Capita, però, che i medici ritengano necessario non aspettare gli organi preposti, e autorizzino l’utilizzo di un farmaco, orfano o meno, non ancora approvato dall’Aifa, oppure autorizzato in origine per un’altra patologia e quindi off-label. Nel 2023 erano 32 i farmaci per cui la richiesta di questo tipo di utilizzo era stato accolto o era in valutazione, contro i 13 del 2019.


Parlare solo di farmaci, però, sarebbe riduttivo. Sempre più di frequente l’approccio verso i pazienti colpiti da malattie rare riguarda terapie complesse che includono sia l’utilizzo di più medicinali che la modificazione di sequenze genetiche o procedimenti di ingegneria tessutale per riparare e rigenerare i tessuti. Queste terapie avanzate sono chiamate anche Atmp (Advanced Therapy Medicinal Product). Si tratta del futuro del trattamento delle malattie rare, anche perché, si spera, la somministrazione una sola volta di una Atmp potrebbe consentire la guarigione parziale o totale e quindi evitare l’uso di farmaci per il resto della vita, cosa di cui naturalmente beneficerebbero anche i conti della sanità. Gli 86 milioni di euro per le Atmp spesi nel 2022 potrebbero diventare, secondo gli esperti, 1,1 miliardi nel 2027 in caso di un tasso di successo delle terapie avanzate del 50%.


Più ricerca, più consapevolezza


Tra i motivi dell’incremento negli ultimi dieci anni della disponibilità di prodotti farmaceutici e di terapie ci sono i successi della ricerca europea, che molto spesso porta i colori italiani. La prima terapia genica ex vivo (prelievo delle cellule del paziente, poi modificate e reinfuse) al mondo è stata trovata dai ricercatori dell’Istituto San Raffaele-Telethon, che poi ne ha ideato anche un’altra per la cura della leucodistrofia metacromatica (1), una rara malattia metabolica neurodegenerativa.

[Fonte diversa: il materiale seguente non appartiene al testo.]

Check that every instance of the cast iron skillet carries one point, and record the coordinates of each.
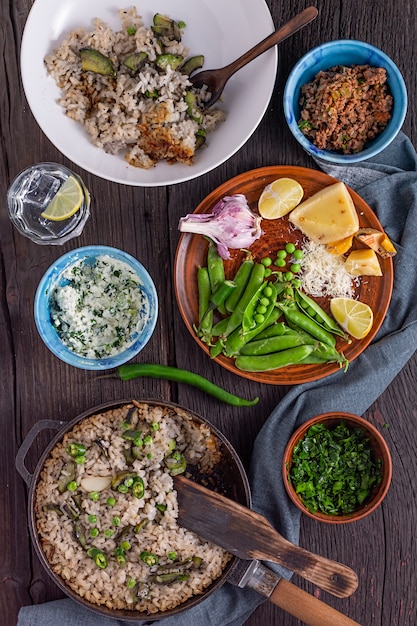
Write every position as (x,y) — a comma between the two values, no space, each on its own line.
(229,478)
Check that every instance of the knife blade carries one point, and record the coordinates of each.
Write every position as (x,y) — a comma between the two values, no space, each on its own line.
(248,535)
(286,595)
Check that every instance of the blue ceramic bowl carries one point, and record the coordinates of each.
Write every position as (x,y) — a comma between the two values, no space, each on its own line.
(53,277)
(344,52)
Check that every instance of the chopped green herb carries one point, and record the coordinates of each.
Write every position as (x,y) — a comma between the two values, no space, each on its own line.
(333,470)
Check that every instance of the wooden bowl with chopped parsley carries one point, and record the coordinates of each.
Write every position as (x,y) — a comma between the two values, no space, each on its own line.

I team di ricerca italiani hanno fatto parte di sempre più progetti di studio internazionali sulle malattie rare, erano 941 nel 2019 e sono saliti addirittura a 1.131 nel 2023. È indicativo anche il fatto che la pandemia non ha diminuito la quota di sperimentazioni cliniche dedicate alle malattie rare, che era del 32,1% nel 2019 ed è cresciuta al 35,3% nel 2022.

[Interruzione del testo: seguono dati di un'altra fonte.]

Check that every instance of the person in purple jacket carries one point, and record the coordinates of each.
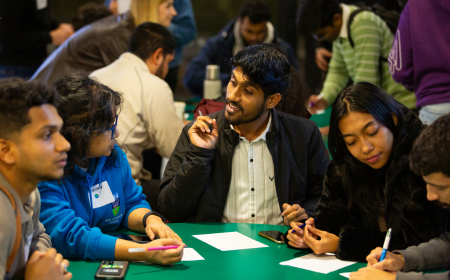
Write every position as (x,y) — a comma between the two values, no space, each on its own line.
(420,56)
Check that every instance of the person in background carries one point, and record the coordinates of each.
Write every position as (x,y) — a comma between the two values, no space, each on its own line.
(364,61)
(97,193)
(148,118)
(31,150)
(295,97)
(430,159)
(419,67)
(251,27)
(184,30)
(103,41)
(25,31)
(88,13)
(369,187)
(248,167)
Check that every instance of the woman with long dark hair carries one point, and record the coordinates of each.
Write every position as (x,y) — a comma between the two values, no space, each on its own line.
(369,187)
(97,193)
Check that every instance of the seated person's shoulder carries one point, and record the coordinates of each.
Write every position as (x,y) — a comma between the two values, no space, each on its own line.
(7,218)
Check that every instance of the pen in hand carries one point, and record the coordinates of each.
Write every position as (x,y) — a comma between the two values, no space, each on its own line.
(136,250)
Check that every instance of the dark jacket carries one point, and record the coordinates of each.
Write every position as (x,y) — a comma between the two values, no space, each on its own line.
(196,180)
(218,50)
(90,48)
(24,32)
(411,216)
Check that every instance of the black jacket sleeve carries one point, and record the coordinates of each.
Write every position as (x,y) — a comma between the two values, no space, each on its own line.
(184,180)
(318,161)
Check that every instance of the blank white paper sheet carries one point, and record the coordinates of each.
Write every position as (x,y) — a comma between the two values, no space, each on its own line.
(189,254)
(325,263)
(229,241)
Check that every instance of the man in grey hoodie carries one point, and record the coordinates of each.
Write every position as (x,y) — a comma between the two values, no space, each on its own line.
(429,157)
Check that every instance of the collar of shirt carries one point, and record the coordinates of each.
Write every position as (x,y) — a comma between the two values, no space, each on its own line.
(345,16)
(262,136)
(135,60)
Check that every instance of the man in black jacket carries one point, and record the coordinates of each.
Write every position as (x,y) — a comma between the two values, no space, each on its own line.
(247,163)
(251,27)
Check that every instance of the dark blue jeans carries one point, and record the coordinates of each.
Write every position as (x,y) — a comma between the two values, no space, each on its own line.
(24,72)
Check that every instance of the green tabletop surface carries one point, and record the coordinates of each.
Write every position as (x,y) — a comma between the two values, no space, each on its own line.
(260,263)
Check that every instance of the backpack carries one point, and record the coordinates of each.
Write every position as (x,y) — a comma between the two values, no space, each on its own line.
(391,18)
(18,239)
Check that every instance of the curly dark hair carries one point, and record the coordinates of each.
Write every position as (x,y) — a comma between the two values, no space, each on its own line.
(295,98)
(431,150)
(88,13)
(85,104)
(264,65)
(17,97)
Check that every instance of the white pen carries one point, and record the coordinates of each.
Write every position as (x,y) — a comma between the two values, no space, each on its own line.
(386,244)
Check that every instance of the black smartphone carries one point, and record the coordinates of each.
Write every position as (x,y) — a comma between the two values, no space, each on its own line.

L’attenzione verso queste patologie sembra avere coinvolto anche il grande pubblico: secondo un’indagine di Ipsos del 2024 a essere al corrente del fenomeno delle malattie rare è l’82% degli europei, ma il 94% degli italiani, che sono i più informati del Vecchio Continente. Nel nostro Paese il 36% conosce qualcuno che ne è affetto, mentre in Europa il dato è del 31%. Anche un’altra percentuale, però, è molto indicativa: si tratta di quel 71% di italiani (rispetto al 68% degli europei) che non accetterebbe mai di scoprire che non viene fatta ricerca sulla malattia rara di un proprio caro. È anche per questo che l’impegno crescerà ancora.